The Chinese-CFL UD treebank is manually annotated by Keying Li with minor manual revisions by Herman Leung and John Lee at City University of Hong Kong, based on essays written by learners of Mandarin Chinese as a foreign language. The data is in Simplified Chinese.

# Introduction

.CONLLUX (extension files)

[NOTE: This is a temporary measure for procedures whose descriptions are not yet available in the UD guidelines.]

Included is an additional `.conllux` file for the `.conllu` file of the same name.  The `.conllux` counterpart file contains extra information not ordinarily stored in any of the 10 columns in the CONLL-U format. The non-duplicate columns in `.conllux` for this treebank are columns 3 (distributional tag), 6 (distributional head), 7 (distributional relation), and 10 (alignment). [If data in columns 3, 6, and 7 in the `.conllux` file are the same as their counterparts in `.conllu`, that means the distributional annotation is the same as the morphological annotation.

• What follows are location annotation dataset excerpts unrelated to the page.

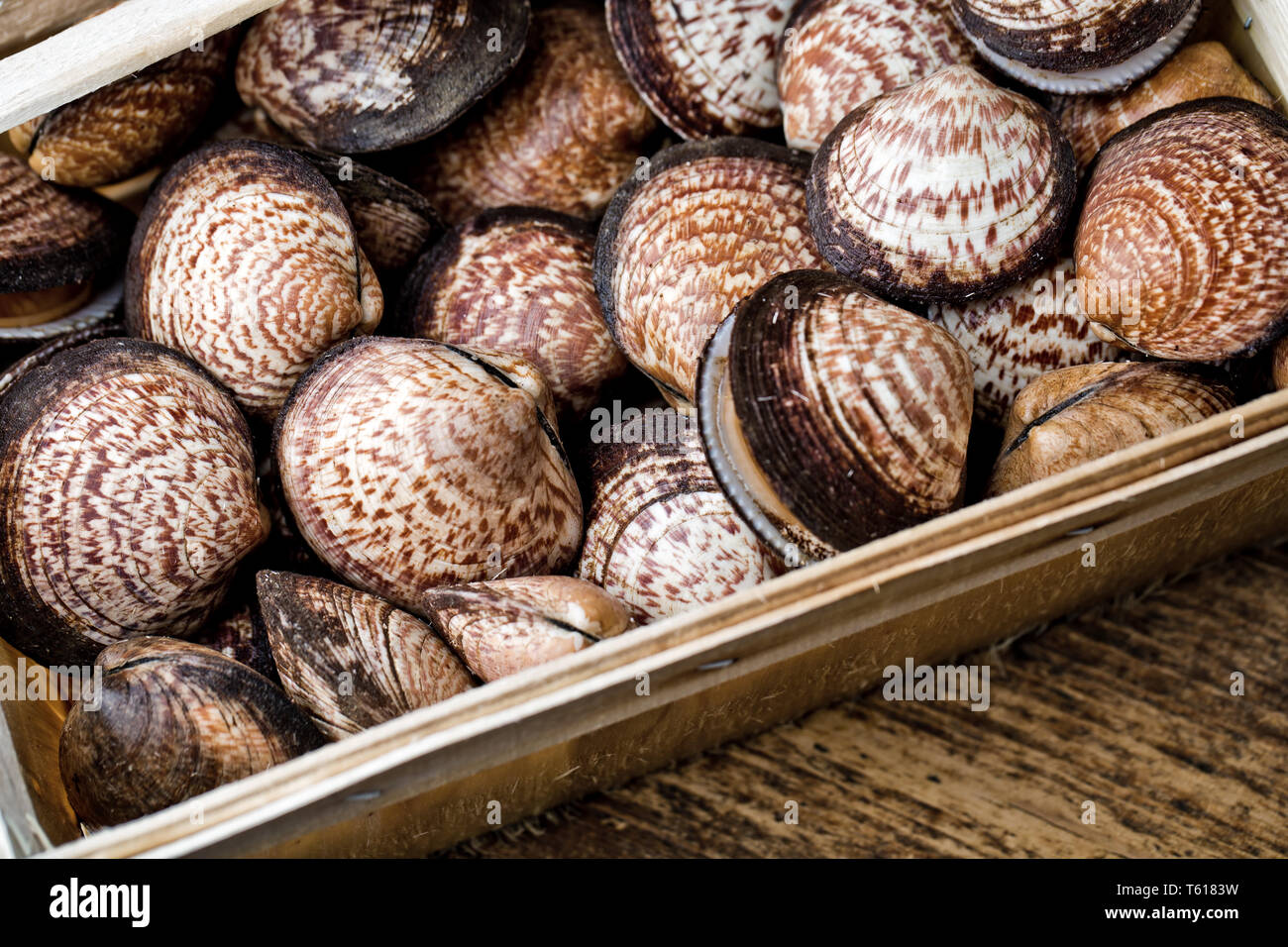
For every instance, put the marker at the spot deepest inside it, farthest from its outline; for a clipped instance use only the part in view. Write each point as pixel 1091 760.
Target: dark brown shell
pixel 352 660
pixel 944 191
pixel 368 76
pixel 130 125
pixel 176 719
pixel 1181 250
pixel 127 499
pixel 698 228
pixel 832 418
pixel 514 624
pixel 1076 415
pixel 561 133
pixel 519 279
pixel 706 68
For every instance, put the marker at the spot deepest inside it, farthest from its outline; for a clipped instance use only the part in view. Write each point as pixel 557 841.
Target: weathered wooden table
pixel 1128 706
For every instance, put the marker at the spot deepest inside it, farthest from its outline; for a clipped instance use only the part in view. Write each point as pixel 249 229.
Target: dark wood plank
pixel 1127 706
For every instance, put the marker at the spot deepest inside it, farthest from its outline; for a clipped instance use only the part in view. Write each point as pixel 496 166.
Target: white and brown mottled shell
pixel 129 496
pixel 838 54
pixel 410 464
pixel 1199 71
pixel 1087 411
pixel 176 719
pixel 373 75
pixel 352 660
pixel 1077 47
pixel 944 191
pixel 706 67
pixel 832 418
pixel 660 535
pixel 513 624
pixel 562 133
pixel 130 125
pixel 519 279
pixel 1181 249
pixel 682 244
pixel 246 261
pixel 1021 333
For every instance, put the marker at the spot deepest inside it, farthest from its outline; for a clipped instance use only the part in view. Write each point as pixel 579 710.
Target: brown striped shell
pixel 837 54
pixel 128 127
pixel 519 279
pixel 246 261
pixel 176 719
pixel 352 660
pixel 356 76
pixel 1199 71
pixel 1077 47
pixel 945 191
pixel 1181 250
pixel 832 418
pixel 706 67
pixel 682 243
pixel 1087 411
pixel 660 535
pixel 1029 329
pixel 562 132
pixel 513 624
pixel 129 496
pixel 410 464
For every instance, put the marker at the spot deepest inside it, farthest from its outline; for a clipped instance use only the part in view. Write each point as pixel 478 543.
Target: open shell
pixel 246 261
pixel 1077 47
pixel 562 132
pixel 519 279
pixel 368 76
pixel 682 244
pixel 704 65
pixel 660 535
pixel 945 191
pixel 513 624
pixel 352 660
pixel 1076 415
pixel 129 496
pixel 1181 250
pixel 832 418
pixel 837 54
pixel 176 719
pixel 410 464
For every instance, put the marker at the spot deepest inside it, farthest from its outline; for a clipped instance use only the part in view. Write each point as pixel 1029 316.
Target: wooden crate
pixel 677 686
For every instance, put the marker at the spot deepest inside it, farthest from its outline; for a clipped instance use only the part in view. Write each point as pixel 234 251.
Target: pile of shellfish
pixel 372 352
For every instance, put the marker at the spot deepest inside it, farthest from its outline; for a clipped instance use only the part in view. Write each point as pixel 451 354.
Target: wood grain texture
pixel 1126 705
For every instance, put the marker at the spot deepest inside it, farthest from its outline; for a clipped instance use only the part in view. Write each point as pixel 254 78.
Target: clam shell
pixel 519 279
pixel 706 67
pixel 945 191
pixel 1029 329
pixel 660 535
pixel 1077 47
pixel 1181 249
pixel 832 418
pixel 128 127
pixel 410 464
pixel 513 624
pixel 176 719
pixel 1201 71
pixel 352 660
pixel 129 496
pixel 837 54
pixel 1087 411
pixel 561 133
pixel 246 261
pixel 368 76
pixel 683 243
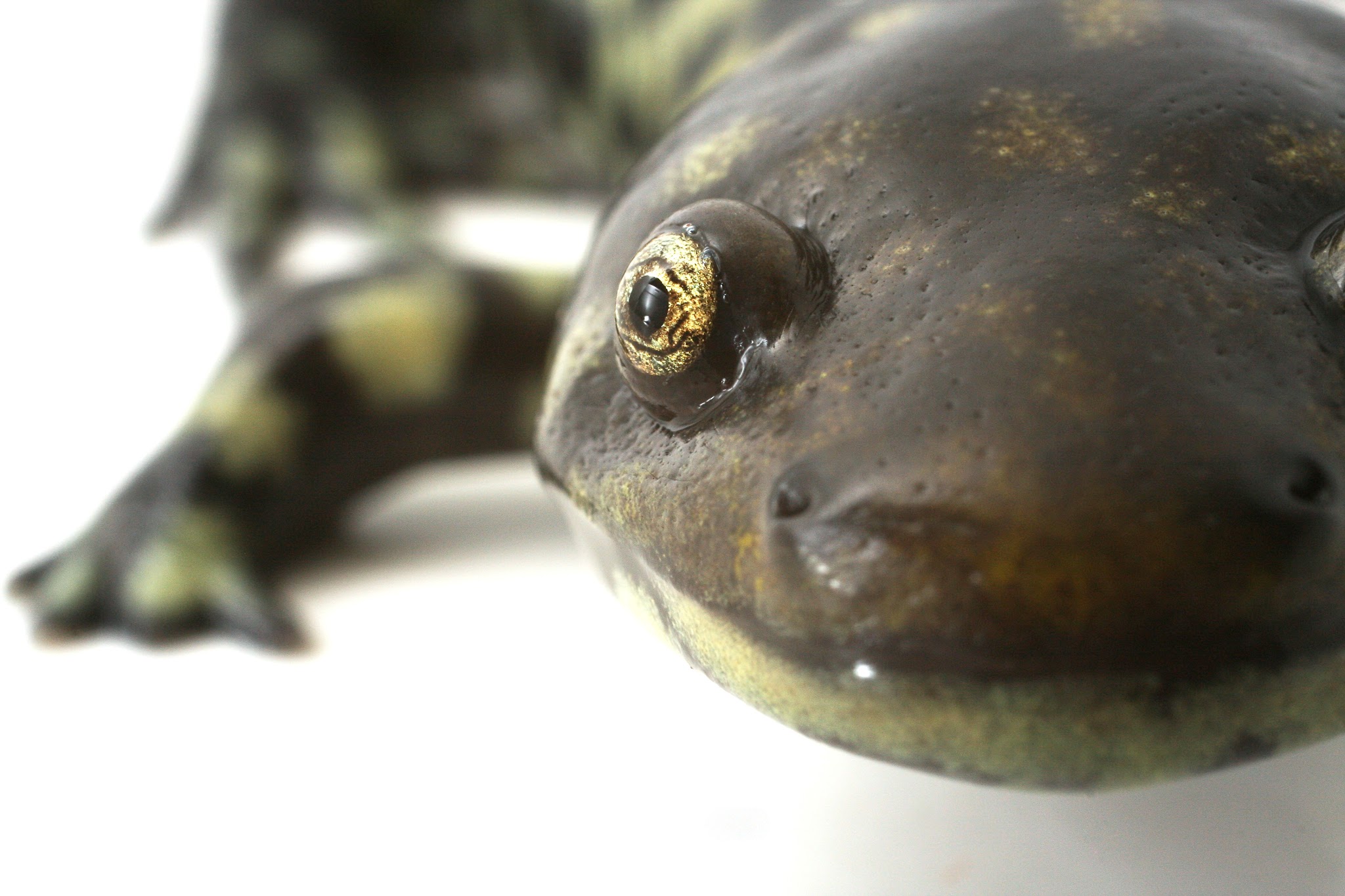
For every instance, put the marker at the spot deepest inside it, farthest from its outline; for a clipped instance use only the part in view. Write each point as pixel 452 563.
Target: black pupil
pixel 649 305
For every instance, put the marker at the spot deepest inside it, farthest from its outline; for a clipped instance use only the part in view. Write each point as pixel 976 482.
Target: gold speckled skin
pixel 693 296
pixel 1007 438
pixel 1070 431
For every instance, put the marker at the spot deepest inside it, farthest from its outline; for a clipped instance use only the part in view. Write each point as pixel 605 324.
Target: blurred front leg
pixel 328 391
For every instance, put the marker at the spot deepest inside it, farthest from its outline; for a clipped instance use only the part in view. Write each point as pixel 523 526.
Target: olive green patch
pixel 1030 131
pixel 351 155
pixel 1106 23
pixel 401 339
pixel 709 161
pixel 1306 155
pixel 252 172
pixel 254 423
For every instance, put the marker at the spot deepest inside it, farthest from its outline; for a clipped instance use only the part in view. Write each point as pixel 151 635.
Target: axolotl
pixel 958 382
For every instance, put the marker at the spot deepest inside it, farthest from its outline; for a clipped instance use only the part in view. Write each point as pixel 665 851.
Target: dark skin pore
pixel 1023 419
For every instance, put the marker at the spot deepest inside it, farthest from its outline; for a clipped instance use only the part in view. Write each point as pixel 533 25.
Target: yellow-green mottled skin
pixel 1016 444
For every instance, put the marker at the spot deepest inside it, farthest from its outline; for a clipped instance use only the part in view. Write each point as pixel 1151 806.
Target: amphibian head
pixel 962 386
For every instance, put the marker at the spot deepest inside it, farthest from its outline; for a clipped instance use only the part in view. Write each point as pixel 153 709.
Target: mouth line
pixel 1076 731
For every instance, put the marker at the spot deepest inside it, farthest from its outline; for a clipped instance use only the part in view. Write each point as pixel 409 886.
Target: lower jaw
pixel 1061 733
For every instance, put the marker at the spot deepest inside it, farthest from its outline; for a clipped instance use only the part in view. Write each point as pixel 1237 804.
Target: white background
pixel 481 717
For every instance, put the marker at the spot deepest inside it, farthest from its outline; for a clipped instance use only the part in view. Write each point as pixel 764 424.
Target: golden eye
pixel 666 304
pixel 1328 261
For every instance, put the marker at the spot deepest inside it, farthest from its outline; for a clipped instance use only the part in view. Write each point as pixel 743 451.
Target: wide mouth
pixel 1064 731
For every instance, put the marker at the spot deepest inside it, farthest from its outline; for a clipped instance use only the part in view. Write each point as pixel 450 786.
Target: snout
pixel 1180 567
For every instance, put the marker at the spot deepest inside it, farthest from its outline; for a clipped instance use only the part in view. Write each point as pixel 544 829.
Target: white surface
pixel 481 717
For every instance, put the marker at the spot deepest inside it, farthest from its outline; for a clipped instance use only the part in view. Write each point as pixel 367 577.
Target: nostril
pixel 1310 482
pixel 789 500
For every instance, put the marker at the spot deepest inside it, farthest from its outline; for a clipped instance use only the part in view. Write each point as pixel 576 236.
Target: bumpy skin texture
pixel 1029 471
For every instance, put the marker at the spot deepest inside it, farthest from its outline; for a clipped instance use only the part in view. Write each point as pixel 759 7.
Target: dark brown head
pixel 1013 441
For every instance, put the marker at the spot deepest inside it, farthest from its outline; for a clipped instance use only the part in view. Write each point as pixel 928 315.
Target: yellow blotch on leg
pixel 401 340
pixel 252 421
pixel 194 561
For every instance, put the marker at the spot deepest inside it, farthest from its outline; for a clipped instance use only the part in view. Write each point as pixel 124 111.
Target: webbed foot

For more information on "distributional" vs. "morphological" annotation, see descriptions further below.]

ALIGNMENTS

Alignments are linked to native-Chinese-speaker corrections (by Keying Li) of the learner sentences; storage of the corrected sentences are to be determined. All sentences pertaining to the learner corpus have a sent_id beginning with `CFL-`; original learner sentences have the parallel-treebank extension `/ori` in the sent_id, whereas the corrected sentences have the extension `/crr` in the sent_id. Each alignment includes the full sent_id followed by '#' and the index of the token aligned. Additional alignments in a one-to-many alignment is offset by commas (e.g. `CFL_A_1-5/crr#5,CFL_A_1-5/crr#6` means the token is aligned to tokens 5 and 6 of the corrected ('crr') sentence of 'CFL_A_1-5').

BASIC STATISTICS

Tree count:  451
Word count:  7256
Token count: 7256
Dep. relations: 45 of which 13 language specific
POS tags: 15
Category=value feature pairs: 0

GENERAL COMMENTS

A "literal annotation" is preferred, i.e., one should annotate "as if the sentence were as syntactically well-formed as it can be, possibly ignoring meaning" (Ragheb and Dickinson, 2014).

WORD SEGMENTATION

Non-words are allowed only when there are spelling errors resulting from orthographic or phonetic confusion. An orthographic confusion must involve characters with similar appearance, e.g., between 了 and 子 in *花花公了.

Phonetic confusion must involve characters with the same pronunciation but different tones, e.g., between 關 and 管 in the sentence *不關多貴我也買; or, characters with easily confusable pairs such as {j, zh} and {x, sh}.

In these cases, the lemma of the misspelt word is its corrected version. For example, the lemma of *花花公了 is 花花公子, and the lemma of 不關 is 不管.

LEMMA

The lemma is the same as the word, except when the word contains a spelling error.

POS TAGGING

POS tagging is performed on the basis of the lemma, rather than the word. Hence, in the sentence *不關多貴我也買, 不關 is not tagged as VERB but rather as SCONJ, on account of its lemma 不管.

When determining the POS, one usually considers both the "morphological evidence", i.e., the linguistic form of the word, as well as the "distributional evidence", i.e., its syntactic use in the sentence. In a well-formed sentence, these two kinds of evidence should agree; in learner text, however, they may conflict (Ragheb and Dickinson, 2014).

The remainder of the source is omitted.